Frabrizio Rosatti atribue a esse intercâmbio de culturas elaborado pelos imigrantes o estilo Wayou Settyu Youshiki (estilo eclético oriental-ocidental), desenvolvido na segunda metade do século XIX, época marcada pela influência social e política da Restauração Meiji. Este termo surge inicialmente através do livro “A filosofia da simbiose”, do arquiteto Kisho Kurokawa, que afirmava que o estilo trazia o dinamismo e a beleza por meio da simbiose, isto é, procurava reconhecer o caráter e cultura um do outro, mas que ainda buscava, por meio da competição, confronto e crítica.

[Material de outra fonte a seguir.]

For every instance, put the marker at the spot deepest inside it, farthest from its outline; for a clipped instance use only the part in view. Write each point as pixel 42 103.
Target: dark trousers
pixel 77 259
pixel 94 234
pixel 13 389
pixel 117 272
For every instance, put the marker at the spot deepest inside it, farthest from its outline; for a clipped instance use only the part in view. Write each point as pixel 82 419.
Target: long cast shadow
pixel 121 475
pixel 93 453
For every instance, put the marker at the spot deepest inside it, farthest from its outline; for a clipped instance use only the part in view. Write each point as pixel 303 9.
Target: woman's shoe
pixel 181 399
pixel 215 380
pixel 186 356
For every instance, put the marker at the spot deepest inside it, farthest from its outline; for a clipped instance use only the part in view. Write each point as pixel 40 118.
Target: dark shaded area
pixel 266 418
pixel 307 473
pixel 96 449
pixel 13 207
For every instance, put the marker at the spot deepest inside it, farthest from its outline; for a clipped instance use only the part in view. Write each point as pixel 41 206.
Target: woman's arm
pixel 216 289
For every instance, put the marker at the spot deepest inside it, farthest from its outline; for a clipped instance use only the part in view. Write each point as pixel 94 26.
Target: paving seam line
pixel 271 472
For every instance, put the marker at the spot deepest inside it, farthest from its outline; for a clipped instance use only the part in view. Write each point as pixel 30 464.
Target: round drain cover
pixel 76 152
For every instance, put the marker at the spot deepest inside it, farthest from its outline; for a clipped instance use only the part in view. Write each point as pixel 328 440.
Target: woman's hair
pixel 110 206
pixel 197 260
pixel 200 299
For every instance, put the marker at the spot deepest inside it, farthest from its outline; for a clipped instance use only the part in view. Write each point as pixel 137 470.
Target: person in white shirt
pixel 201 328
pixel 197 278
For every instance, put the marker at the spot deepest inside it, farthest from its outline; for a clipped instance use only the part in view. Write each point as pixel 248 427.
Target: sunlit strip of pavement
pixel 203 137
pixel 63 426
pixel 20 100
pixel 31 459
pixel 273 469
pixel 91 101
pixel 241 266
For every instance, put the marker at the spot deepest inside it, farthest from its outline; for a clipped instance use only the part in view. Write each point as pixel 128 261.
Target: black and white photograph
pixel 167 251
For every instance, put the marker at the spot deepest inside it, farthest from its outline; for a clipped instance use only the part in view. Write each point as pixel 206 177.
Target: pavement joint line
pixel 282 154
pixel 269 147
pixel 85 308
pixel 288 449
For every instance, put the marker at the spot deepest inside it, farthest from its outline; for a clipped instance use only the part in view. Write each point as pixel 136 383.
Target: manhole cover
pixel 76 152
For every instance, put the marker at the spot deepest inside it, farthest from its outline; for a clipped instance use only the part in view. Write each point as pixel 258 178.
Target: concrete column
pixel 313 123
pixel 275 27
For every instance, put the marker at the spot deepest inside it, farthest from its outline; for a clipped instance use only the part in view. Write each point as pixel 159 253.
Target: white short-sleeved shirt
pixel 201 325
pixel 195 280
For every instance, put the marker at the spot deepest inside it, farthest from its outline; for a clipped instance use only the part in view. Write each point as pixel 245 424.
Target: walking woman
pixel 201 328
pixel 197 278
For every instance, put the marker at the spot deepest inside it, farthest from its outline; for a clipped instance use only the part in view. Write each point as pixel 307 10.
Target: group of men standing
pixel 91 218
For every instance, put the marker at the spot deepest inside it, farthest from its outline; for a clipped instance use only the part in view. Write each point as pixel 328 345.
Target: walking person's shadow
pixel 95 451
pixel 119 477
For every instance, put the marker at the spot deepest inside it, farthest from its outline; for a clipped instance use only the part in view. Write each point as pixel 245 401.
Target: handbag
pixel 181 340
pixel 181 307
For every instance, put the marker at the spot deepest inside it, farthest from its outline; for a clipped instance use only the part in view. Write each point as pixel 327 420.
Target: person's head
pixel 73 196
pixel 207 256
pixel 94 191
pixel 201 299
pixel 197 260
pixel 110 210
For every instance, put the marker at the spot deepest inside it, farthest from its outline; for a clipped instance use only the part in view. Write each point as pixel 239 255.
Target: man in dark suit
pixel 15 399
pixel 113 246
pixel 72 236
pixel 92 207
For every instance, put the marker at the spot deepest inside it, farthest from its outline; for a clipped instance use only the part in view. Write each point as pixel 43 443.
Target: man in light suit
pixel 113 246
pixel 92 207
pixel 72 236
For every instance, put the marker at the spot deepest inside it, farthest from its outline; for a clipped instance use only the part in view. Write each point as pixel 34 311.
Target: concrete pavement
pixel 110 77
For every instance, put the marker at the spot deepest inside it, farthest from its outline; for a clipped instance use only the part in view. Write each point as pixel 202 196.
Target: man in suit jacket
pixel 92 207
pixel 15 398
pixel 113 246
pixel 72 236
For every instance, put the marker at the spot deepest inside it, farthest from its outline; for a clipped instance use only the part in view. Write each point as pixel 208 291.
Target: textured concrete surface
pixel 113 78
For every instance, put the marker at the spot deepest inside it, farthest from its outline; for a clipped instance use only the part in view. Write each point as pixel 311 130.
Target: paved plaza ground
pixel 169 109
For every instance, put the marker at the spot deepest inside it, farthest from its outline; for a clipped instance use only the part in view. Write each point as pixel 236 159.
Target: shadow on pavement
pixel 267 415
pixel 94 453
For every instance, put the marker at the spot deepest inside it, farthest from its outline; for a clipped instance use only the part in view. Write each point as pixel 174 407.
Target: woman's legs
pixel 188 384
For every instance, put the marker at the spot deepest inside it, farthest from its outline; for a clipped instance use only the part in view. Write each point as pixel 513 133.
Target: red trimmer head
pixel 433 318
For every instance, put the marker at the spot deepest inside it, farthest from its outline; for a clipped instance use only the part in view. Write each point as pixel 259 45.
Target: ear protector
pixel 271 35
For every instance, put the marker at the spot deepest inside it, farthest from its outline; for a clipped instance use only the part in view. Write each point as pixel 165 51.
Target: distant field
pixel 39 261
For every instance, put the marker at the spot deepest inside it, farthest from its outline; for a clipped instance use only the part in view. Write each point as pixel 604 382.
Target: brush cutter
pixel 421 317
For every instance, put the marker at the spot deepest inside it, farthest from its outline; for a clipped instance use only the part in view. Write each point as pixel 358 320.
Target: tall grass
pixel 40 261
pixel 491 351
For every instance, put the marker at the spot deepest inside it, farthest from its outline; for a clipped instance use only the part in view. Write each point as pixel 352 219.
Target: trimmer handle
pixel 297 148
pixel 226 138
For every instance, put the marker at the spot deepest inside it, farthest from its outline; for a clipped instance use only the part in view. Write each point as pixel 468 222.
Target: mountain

“Mais do que o peso isolado da tradição, a arquitetura da imigração foi resultado de processo continuado de competição e confrontação da tradição e reinvenção.” – YAMAKI, 2008, p.14 apud ALVES, 2017
O Vale do Ribeira, situado no estado de São Paulo, se destaca como sendo o berço da colonização japonesa no Brasil. A região teve um caráter diferenciado no que se refere às demais iniciativas de fixação dos imigrantes em território paulista, uma vez que a sua fixação foi planejada e gerenciada pela K.K.K.K (Kaigai Kogyo Kabushiki Kaisha), uma empresa de desenvolvimento industrial e rural que forneceu todo o amparo necessário para que os imigrantes se adaptassem ao local. Com isso, foi instalada a primeira colônia de japoneses no Vale: a Colônia Katsura (1914), seguidos da Colônia de Registro (1917) e Sete Barras (1920).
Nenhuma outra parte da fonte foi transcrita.